2002/06/25 - Movie Poop Shoot: Songs for the Deaf Advance Review
by Ivan Brandon
I'm out the door evading my landlord with a quick right turn when the album kicks in. The voice on track one says "Huh? What?" and I weave through BMX cruisers and escape down Clinton Street, and away from any distractions. "Millionaire" crashes in hard - fast paced, pummeling familiar riffs from the live scene reproduced here in full color with the amazing Nick Oliveri on vocals to drive it all home. This song is like a paranoid delusion and for about 3 minutes I think all of the lower east side wants to fight me.

"No One Knows" is powerful sounds, maybe the best on the album and up there with anything frontman Josh Homme has ever been involved with. When the song comes on I pull myself aside on Delancey Street and stare at the Williamsburg Bridge. The intro progression is deceptively upbeat, the first time I hear it I have no idea what I'm in for and when the lead-in to the first chorus comes I can feel my blood start to flow more evenly. I'm totally at ease with the moment and when the change comes I feel like I may leave my feet. The vocals are supercharged Homme: all over his range with a confidence rarely seen in the two albums previous. Oliveri's bass is produced so that every note hangs in the air for a split second before Dave Grohl's drums push it along into the darker side of perfect timing. The song is every bit an epic and sets the bar high early on for the rest.

"First it Giveth #1" is a muscle car chase scene with helicopters. The progression is sloped and fast and the chorus, although stale vocally, is like a pounding highway, relentless. It's songs like this that make me want to drive into the desert without a look back and there's a moment on the sidewalk where I can't walk fast enough.

Mark Lanegan's first song on vocals here is "Song for the Dead" - straightforward beats that lead you calmly into a showcase for Homme's clever fills and a rampaging Dave Grohl drum finale. It sets an easy tone for "Sky Is Falling" which is vocally the highpoint of the album, climactic in every way. I can't say enough for the production on this album, easily the best studio work I've heard in five years. The bass level is fantastic, effortlessly climbing up and down through the changes and setting a huge wall of background for the movement of the rest of the band. The chorus is soothing: "Close your eyes and see the skies are fallin"- soft and melodic like a lullaby to the end of everything.

"Six Shooter" is Oliveri mayhem at it's best - an amazing punk dance progression of cacophonic vocals and tsunami bass progressions that crash in like a tease for a minute and a half before changing lanes completely into the next track: "Hangin' Tree". Lanegan sings lead again here in a perfectly sped-up reproduction of a song previously released by Homme on his REKORDS REKORDS label. This is everything you want to hear out of anyone, full-speed, straight-up rock that keeps your attention until the very last note.
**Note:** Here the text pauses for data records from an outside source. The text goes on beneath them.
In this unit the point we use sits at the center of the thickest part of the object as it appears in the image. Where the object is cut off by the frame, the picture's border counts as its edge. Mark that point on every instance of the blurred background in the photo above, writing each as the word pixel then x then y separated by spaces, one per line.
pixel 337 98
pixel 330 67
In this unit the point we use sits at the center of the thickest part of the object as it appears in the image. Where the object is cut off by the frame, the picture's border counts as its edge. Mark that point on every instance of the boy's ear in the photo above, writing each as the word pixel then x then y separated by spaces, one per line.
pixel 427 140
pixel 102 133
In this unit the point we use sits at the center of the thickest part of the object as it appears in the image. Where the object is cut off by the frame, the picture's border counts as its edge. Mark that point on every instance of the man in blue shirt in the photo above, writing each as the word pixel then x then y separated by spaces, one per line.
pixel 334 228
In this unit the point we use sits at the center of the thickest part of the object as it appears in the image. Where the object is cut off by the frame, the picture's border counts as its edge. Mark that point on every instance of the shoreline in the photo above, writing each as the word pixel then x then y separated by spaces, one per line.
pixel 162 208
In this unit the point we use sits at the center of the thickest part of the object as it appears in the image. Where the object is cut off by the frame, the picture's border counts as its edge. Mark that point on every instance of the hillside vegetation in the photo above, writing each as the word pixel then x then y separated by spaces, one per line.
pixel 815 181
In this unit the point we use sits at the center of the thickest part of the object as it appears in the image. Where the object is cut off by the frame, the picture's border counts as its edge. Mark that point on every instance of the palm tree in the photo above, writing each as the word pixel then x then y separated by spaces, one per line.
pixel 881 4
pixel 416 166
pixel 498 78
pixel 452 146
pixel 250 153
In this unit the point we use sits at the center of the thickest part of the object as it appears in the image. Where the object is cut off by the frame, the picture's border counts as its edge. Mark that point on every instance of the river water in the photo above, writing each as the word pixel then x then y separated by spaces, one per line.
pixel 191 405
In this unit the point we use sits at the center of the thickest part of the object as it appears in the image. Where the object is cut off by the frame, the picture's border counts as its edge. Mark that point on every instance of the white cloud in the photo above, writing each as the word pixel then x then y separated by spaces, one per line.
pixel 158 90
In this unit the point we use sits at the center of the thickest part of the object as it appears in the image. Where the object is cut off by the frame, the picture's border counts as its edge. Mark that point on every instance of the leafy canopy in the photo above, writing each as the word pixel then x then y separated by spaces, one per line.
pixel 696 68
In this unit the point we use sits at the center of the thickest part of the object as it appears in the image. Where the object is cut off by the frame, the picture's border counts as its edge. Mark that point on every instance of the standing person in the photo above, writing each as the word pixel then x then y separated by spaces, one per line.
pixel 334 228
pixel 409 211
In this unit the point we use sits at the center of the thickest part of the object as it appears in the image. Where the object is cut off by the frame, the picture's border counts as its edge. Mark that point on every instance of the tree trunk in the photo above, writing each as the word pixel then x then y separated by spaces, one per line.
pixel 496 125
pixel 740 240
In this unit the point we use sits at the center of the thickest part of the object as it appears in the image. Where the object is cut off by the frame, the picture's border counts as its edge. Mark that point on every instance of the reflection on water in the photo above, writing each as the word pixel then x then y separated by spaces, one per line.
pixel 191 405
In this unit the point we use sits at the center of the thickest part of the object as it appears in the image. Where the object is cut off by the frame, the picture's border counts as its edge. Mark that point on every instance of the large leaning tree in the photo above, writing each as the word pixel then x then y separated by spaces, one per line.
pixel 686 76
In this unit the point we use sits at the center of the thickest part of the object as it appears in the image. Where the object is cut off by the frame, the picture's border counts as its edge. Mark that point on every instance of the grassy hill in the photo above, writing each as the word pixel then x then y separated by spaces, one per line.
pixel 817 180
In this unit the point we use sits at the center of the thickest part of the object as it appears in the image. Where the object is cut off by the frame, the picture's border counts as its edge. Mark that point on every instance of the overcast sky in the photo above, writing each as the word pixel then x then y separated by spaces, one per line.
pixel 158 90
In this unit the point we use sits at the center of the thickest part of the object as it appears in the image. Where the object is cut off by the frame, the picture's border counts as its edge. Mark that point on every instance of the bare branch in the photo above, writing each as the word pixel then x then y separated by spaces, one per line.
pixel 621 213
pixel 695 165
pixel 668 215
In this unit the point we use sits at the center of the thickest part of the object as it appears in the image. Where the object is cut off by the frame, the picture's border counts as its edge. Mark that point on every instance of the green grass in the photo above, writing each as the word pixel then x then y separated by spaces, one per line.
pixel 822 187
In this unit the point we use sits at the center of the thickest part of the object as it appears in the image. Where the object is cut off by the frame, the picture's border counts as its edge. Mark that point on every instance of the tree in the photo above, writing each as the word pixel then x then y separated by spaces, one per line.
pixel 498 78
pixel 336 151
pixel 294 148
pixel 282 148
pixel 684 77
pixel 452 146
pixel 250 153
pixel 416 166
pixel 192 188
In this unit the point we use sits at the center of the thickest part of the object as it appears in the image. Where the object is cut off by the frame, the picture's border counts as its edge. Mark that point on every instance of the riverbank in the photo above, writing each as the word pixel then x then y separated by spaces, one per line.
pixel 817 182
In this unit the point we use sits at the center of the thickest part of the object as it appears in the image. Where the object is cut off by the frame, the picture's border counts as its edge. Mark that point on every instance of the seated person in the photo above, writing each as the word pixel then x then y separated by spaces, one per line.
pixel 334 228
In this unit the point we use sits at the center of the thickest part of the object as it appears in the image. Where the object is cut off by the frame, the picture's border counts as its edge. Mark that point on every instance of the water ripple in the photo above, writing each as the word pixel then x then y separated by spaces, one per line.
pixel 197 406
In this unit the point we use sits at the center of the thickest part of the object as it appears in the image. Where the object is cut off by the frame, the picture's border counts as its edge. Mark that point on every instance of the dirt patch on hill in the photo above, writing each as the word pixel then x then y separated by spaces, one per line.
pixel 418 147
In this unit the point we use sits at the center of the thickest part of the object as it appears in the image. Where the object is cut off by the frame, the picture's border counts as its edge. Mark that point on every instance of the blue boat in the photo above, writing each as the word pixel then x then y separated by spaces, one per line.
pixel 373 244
"Go With the Flow" brings in the keyboards while never slowing up for a second. It's a change of pace, like the theme song to a great TV show about spies who drink too much Mezcal. It's anthemic and uplifting and gets you excited for what's to come, which in this case is "Gonna Leave You", the album's bubblegum commercial break. "Do it Again" brings back a little of the old QOTSA swagger, with a strong hook and a good chorus to roll off your tongue if you're into the sing- along.

"God" has a pulse, parasitic drums lead a steady driving bass and all my actions are defined in these moments by two chords that enforce the low end. This is a guitar lap dance, Homme shaking it against a whisper of the snare that drops away into nothing before reminding me what I'm here for-raising the level of the album to the classic blues-driven metal jam.

"Another Love Song" takes it somewhere else completely: Pete Stahl sings and an organ is pounded over tambourines and hopscotch drumbeats. This song is a great fake-out. I'm amused and disoriented and crossing Delancey Street traffic, listening to a mid-track girl with an eastern European tongue speak to me in soft, dominant tones about the womb. The title track, "Songs for the Deaf" snakes in small and then shows you it's teeth: the bassline here is a relentless doom tether that pounds and slithers and seems to make the F train fly by at impossible speeds.

If the title track is an amphetamine, "Mosquito Song" is like the reflective comedown, wiping the foam from your mouth as the sun comes up. The song is all guest vocals and an acoustic twelve string, and when Dean Ween comes in, the album's terrain changes completely: crashing toms and a horn section that sounds like the ghosts in your attic found a bottle of downers and started a marching band.

QUEENS OF THE STONE AGE: "Songs for the Deaf" is scheduled for release in stores on August 27th.